La parola scritta serve a lanciare dei messaggi, in questo caso?

Assolutamente sì. Viviamo in un’epoca di depersonalizzazione assoluta, si parla del tossico, del senza fissa dimora, della prostituta. Non si parla più di Mario, Lucia, Jennifer, ma per categorie, così si perde il riferimento della persona e l’umanità. È importante avere un approccio non pietista, ma un approccio utile per tutti: si porta un beneficio alla società se ci si occupa delle persone più fragili ed emarginate. Attraverso questi racconti abbiamo voluto lanciare un messaggio: dobbiamo andare oltre il concetto di vittima, che è passivo. Bisogna andare oltre la narrazione della persona in balia degli eventi. Attraverso le storie abbiamo voluto raccontare storie di soggetti attivi, che riprendono in mano le proprie vite, da protagonisti.

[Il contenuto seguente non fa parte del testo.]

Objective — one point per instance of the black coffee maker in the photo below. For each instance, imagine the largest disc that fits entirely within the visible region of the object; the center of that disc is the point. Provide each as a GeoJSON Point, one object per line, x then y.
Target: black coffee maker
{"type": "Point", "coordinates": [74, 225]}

Attraverso la scrittura possiamo dare una tridimensionalità ai titoli di giornali che leggiamo

Stefano Cosmo

Quanto è importante la scrittura in generale? Quanta responsabilità ha?

La scrittura ha una potenza e una responsabilità incredibili, che è quella di raccontare le storie. Le storie hanno sempre cambiato il mondo, che ci piaccia o no. Attraverso la scrittura possiamo dare una tridimensionalità ai titoli di giornali che leggiamo. Grazie alle storie, possiamo comunicare qualcosa ai lettori, portandoli dentro la vita delle persone, in una connessione intima. Nel momento in cui si è ottenuta la connessione, non si capisce solo la storia di una persona, ma un fenomeno. Ad esempio, la trilogia di Don Winslow, iniziata con Il potere del cane, proseguita con Il cartello e Il confine, attraverso la storia del protagonista Art Keller e degli altri personaggi, chi legge quelle storie si fa un’idea della complessità di quel mondo, di come la famosa lotta alla droga l’abbiamo già persa 30 anni fa. Questa è la potenza delle storie ed è anche la responsabilità di chi scrive: di non lasciarsi andare al qualunquismo, di non lasciarsi andare a giudizi ma di agire secondo la regola Show don’t tell, Mostra non dire. Nell’epoca di Twitter, spesso ci troviamo di fronte a un clima di odio, le storie di persone hanno una potenza mostruosa nel far comprendere l’altro e che ci sono molte connessioni tra quelli che definiamo “noi” e gli altri. Ad esempio, si parla spesso di migrazioni ma si vanno a indagare poco le cause. Ecco che, se attraverso i personaggi che raccontiamo, andiamo a vedere le cause che li hanno spinti a intraprendere un viaggio rischiosissimo, vediamo che forse un ruolo l’abbiamo avuto anche noi, come ricca società occidentale.